Hesabım
    İçeride
    BEYAZPERDE ELEŞTİRİSİ
    2,5
    Geçer
    İçeride

    Çok tahmin edilebilir..

    Yazar: Hande Kara

    Favorim olan bir çok filmin de bu türün örnekleri olduğunu düşünürsek, sanırım en çok gerilim filmlerini izlerken keyif alıyorum. Elbette orada da kriterlerim var, sınırları zorlayan, sürpriz sonlu, karakter derinlikli hikayelere sahip filmler öne çıkıyor. İçeride, böyle tanımlayabileceğin bir film mi derseniz, orada bazı şüphelerim var. Buradaki en öne çıkan problem, pek de sürprize yer vermeyen senaryo ve yönetmenin seçimleri. Seçim derken burada, kamera açısından, oyuncu yönetiminden, bağıra bağıra geliyorum diyen jumpscare sahnelerinden bahsediyorum.

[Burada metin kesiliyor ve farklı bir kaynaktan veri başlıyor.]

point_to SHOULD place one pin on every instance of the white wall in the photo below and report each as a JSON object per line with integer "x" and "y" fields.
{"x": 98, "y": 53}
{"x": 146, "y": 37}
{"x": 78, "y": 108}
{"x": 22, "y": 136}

    Öncelikle yönetmen Farren Blackburn, televizyon dizilerinden gelen bir yönetmen ve Shut In de ikinci uzun metrajlı filmi. Şimdiye kadar İngiliz televizyonları için, bir çok fantastik gizem temalı dizinin bölüm yönetmenliğini yapmış. Bu dizi backgroundu filmde kendini oldukça hissettiriyor.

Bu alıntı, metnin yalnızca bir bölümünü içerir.